Quelles informations sont enregistrées ? L’application respecte-t-elle le Règlement général de protection des données (RGPD) ?
On y a fait très attention et c’est bien spécifié dans les contrats avec BioRICS. Nous avons aussi bien expliqué aux travailleurs comment cela se passe. Les données physiques et administratives sont traitées indépendamment par plusieurs entreprises autour de BioRICS. Elles sont aussi stockées dans les systèmes informatiques d’entreprises différentes pour qu’en cas de hacking de l’une d’elles les conséquences de vols de données soient moins graves.
Pourquoi BDO a jugé intéressant de tester cette application sur son personnel ?
Le bien-être a toujours été une préoccupation de BDO et le projet test s’inscrit dans le cadre de sa politique RH, qui entend aider ses collaborateurs individuellement à se sentir bien dans leur peau, tant au travail que dans leur vie privée.
Avant, si plusieurs personnes disaient éprouver du stress, on organisait des programmes de bien-être avec des spécialistes. Mais on a remarqué que le résultat de telles sessions n’était pas nécessairement utile pour tout le monde. Aujourd’hui, on souhaite apporter une solution personnalisée adaptée aux besoins de chaque collaborateur ou collaboratrice. Cela nécessite de connaître plus de données.
Le personnel a-t-il répondu avec enthousiasme ? Combien de salariés étaient potentiellement concernés ?

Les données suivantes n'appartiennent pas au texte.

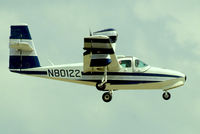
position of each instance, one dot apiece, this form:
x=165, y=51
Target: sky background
x=163, y=33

Les 850 collaborateurs ont reçu une invitation à prendre part au test sur intranet. La sélection d’une cinquantaine de personnes s’est faite sur base de leur motivation à changer certains comportements, à les adapter et à les tester pour voir ce qui nous fait récupérer de l’énergie : se promener, pratiquer du yoga, arrêter de boire de l’alcool avant d’aller dormir… Seule la personne elle-même peut détecter pourquoi c’est en orange et comprendre les données du système.
La solution variera donc d’une personne à l’autre. Certains font beaucoup de sport et voudraient savoir si le pratiquer le soir ou le matin est plus ou moins énergivore ou réparateur. Personnellement, j’ai constaté que quand j’appelle un collègue, je suis toujours dans le vert. Sans doute que cela me donne de l’énergie d’échanger.
Quel est le profil des personnes ayant accepté de tester l’application ?
Les profils sont très différents : il y a des personnes jeunes, d’autres expérimentées, certaines sont chez BDO depuis longtemps, d’autres débutent leur carrière, des hommes et des femmes, des partners et des juniors… Il y a des parents de jeunes enfants qui dorment mal la nuit, mais aussi des personnes habitants seules, désireuses d’avoir une bonne hygiène de vie et un meilleur équilibre entre vie privée et vie professionnelle.